- Born: Joseph Anthony Movshon December 10, 1950 (age 75) New York City, New York, U.S.
- Awards: António Champalimaud Vision Award 2010, National Academy of Sciences 2008, American Academy of Arts and Sciences 2009, Karl Spencer Lashley Award 2013^{[citation needed]}
- Scientific career
- Fields: Neuroscience (Visual Neuroscience, Computational Neuroscience, Systems Neuroscience)
- Workplaces: New York University (professor)

= J. Anthony Movshon =

American neuroscientist

Joseph Anthony Movshon ForMemRS (born December 10, 1950, in New York City) is an American neuroscientist. He has made contributions to the understanding of the brain mechanisms that represent the form and motion of objects, and the way these mechanisms contribute to perceptual judgments and visually guided movement.
He is a founding co-editor of the Annual Review of Vision Science.

==Biography==
Movshon studied at the University of Cambridge, obtaining his B.A. in 1972, and his Ph.D. under the supervision of Colin Blakemore in 1975. Since 1975 he has been a faculty member at New York University, where he is University Professor and Silver Professor and Director of the University's Center for Neural Science, which he founded in 1987. He also served on the Life Sciences jury for the Infosys Prize in 2016.

==Professional work==
Movshon and collaborators pioneered the application of detection theory to the output of neurons in Visual cortex, to obtain a Neurometric function. This work led to the suggestion that a visual percept could be due to the activity of a handful of neurons. This suggestion found later support in studies where he collaborated with William Newsome to measure the neurometric function in the brain of the observer.
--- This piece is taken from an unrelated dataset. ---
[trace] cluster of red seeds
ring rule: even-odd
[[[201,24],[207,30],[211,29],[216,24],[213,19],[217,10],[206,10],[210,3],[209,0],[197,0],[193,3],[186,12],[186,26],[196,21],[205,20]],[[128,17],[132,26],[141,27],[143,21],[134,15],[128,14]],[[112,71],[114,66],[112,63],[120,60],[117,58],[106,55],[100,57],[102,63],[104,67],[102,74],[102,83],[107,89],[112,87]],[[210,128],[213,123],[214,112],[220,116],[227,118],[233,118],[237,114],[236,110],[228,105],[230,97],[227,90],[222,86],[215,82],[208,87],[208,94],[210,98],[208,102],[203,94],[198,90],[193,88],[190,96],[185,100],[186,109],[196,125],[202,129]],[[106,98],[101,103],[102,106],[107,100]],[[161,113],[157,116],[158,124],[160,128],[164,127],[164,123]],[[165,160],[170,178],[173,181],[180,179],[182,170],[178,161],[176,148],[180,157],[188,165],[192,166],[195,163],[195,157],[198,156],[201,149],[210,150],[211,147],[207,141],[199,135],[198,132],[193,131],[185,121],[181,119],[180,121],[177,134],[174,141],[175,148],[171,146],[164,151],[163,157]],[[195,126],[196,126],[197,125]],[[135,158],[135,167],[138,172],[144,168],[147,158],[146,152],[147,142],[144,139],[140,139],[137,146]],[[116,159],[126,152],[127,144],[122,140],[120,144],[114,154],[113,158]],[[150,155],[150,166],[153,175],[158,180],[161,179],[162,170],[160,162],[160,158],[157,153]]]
Movshon has contributed to understanding how visual information is processed in visual cortex, including computations for visual motion, and visual texture. Movshon has also contributed to understanding visual cortical development, its modification by visual experience, and its relation to the development of visual behavior, including the clinical visual disorder of amblyopia.

==Honors==
Movshon received the António Champalimaud Vision Award in 2010. He was elected to the National Academy of Sciences in 2008, and to the American Academy of Arts and Sciences in 2009. Movshon was elected a Fellow of the Royal Society as a Foreign Member (ForMemRS) in May 2024.